Your career climbed fairly quickly. Tell me about the early days.
I started at a local paper, earning £39 a week. There were loads of youngsters working there, all competing for the same thing. I got lucky and landed a job writing showbiz news for the Sunday Mirror. It was a great way to get my foot in the door. I wrote pieces on Bucks Fizz, and interviewed Paul McCartney, which certainly got me noticed. I spent 12 and a half years working for Rupert Murdoch, across three different continents.
Did you notice a difference working in Australia and the USA, compared to the UK?
Australia is great fun, but the media is not a big industry out there. New York is a vibrant city, but news is done in a very different way – it’s much more domestic. Unless America is at war, they tend not to run foreign stories. British papers are the best and give a far better view of global news.
Is there anything you dislike about the UK media?
There’s a lot of control. Obviously you need legislation, but I would love to see something like Fox News in the UK, or a more left-wing newspaper. The TV industry in particular is extremely regulated – no one is allowed an opinion.
Have you ever had to censor yourself because of this?
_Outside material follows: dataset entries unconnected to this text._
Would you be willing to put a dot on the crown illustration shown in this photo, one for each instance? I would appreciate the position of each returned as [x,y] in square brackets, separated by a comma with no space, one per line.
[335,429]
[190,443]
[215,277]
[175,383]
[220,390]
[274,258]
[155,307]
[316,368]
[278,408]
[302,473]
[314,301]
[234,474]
Radio has been great for me, because my show is based around my opinion, which is why it works so well. I can say what I think. On TV I don’t have so much freedom.
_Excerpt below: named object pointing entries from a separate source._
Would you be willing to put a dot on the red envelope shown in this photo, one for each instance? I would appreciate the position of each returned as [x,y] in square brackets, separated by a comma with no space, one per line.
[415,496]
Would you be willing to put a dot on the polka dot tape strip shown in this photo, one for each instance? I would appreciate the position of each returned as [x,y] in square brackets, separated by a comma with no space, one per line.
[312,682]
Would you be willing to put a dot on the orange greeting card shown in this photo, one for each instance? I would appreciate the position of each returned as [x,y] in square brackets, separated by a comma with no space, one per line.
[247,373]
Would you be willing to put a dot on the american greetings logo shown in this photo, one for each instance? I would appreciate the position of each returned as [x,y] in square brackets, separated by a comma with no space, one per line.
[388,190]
You’ve worked alongside household names – who’s been the best to work with?
Gloria Hunniford was wonderful to work with. We first met doing a show for the BBC, since then she has become a real friend of mine, to the point that we regularly spend New Years together.
Who has been your most memorable interviewee?
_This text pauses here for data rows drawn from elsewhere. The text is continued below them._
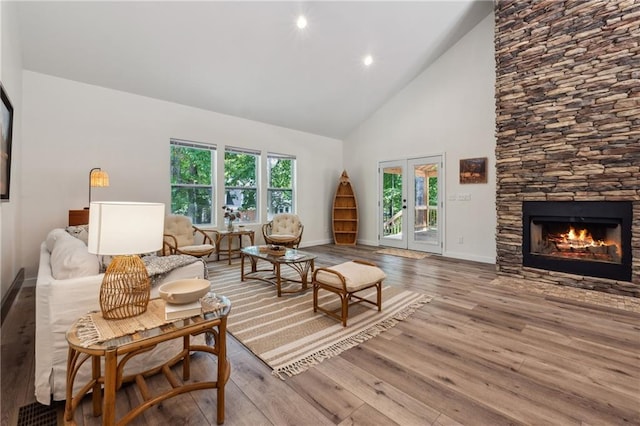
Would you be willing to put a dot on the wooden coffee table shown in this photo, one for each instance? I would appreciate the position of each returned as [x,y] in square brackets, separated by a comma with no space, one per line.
[299,261]
[126,347]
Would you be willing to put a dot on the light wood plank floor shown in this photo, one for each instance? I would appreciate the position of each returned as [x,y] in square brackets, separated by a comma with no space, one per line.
[478,354]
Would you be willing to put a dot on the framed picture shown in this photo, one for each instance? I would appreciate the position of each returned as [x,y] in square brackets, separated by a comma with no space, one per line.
[6,117]
[473,170]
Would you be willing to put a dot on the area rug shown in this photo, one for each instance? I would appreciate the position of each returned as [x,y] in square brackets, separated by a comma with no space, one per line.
[289,337]
[411,254]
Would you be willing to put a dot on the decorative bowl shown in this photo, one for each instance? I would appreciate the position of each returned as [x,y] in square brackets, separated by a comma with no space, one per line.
[184,291]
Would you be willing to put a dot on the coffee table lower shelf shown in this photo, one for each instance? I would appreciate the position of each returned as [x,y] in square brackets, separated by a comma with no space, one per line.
[301,262]
[113,377]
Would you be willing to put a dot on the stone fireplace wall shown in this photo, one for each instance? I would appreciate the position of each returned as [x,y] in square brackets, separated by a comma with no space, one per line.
[567,119]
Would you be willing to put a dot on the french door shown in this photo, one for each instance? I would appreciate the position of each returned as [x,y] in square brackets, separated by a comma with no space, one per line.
[410,206]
I’ve found that my best interviews have been with the most high profile figures. Not only are they seasoned interviewees with many tales to tell, they’re always the most charming. My first interview with Paul McCartney, after John Lennon was murdered, got me lots of attention, and in some ways took my career to the next level. Lionel Richie was extremely charming and knew how to give you the perfect ‘line’ for your story. And I was lucky enough to interview David Bowie many times. He had a tremendous sense of humour and was a pleasure to be around.
You’ve had an extremely successful career. What would you say are the three characteristics that make a great journalist?
Inquisitiveness, perseverance and a sense of humour. The latter is particularly important if you’re working for a tabloid. I did a lot of door-stopping in the past. I’ve sat outside everyone’s house, from Princess Diana to criminals. Without a sense of humour, you’d go mad!
When did you realise you’d “made it”?
I still don’t think I have. The minute you think you’ve made it, it’s probably the end. I’ve been very fortunate in having moved to different levels of media, from local to national, to working abroad, to TV, to radio. I’ve not had a chance to become complacent. Complacency is the quickest way to lose everything you’ve achieved.
The three things that would make London a better place to live and work?
Get rid of the cycle lanes, take away speed bumps and create a beach by the riverbank to soak up the occasional burst of UK summer sun.
What do you look for in an accountant?
Honesty, ingenuity, professionalism and speed. Journalists are notorious for working right up to a deadline – we live our lives according to deadlines, and always leave stories to the last minute so we can get as much information as possible. Unfortunately, this also happens with my taxes! You can expect me to be doing them in the early hours of April 3rd, so I need an accountant who knows this and can work in this way.
What is the most important financial lesson you’ve learnt?
Finance is complicated. When people start talking about VCT, offset mortgages and the likes, it’s all jargon to me. If you don’t have a clue what your accountant is talking about – and why should you – ask. You’re not a money genius, so force them to explain in plain English. It’s important to understand what’s happening to your finances.
What’s the plan for the next few years? Do you think you’ll still be at LBC in five years’ time?
I’d love to say I’ll still be at LBC, but that lies in the hands of the bosses! I love broadcasting – it’s the second best job in the world, after being a dad.
And finally, what would you say has been the highlight of your career so far?
Hopefully the highlight is still to come. I’m waiting for that story to come my way.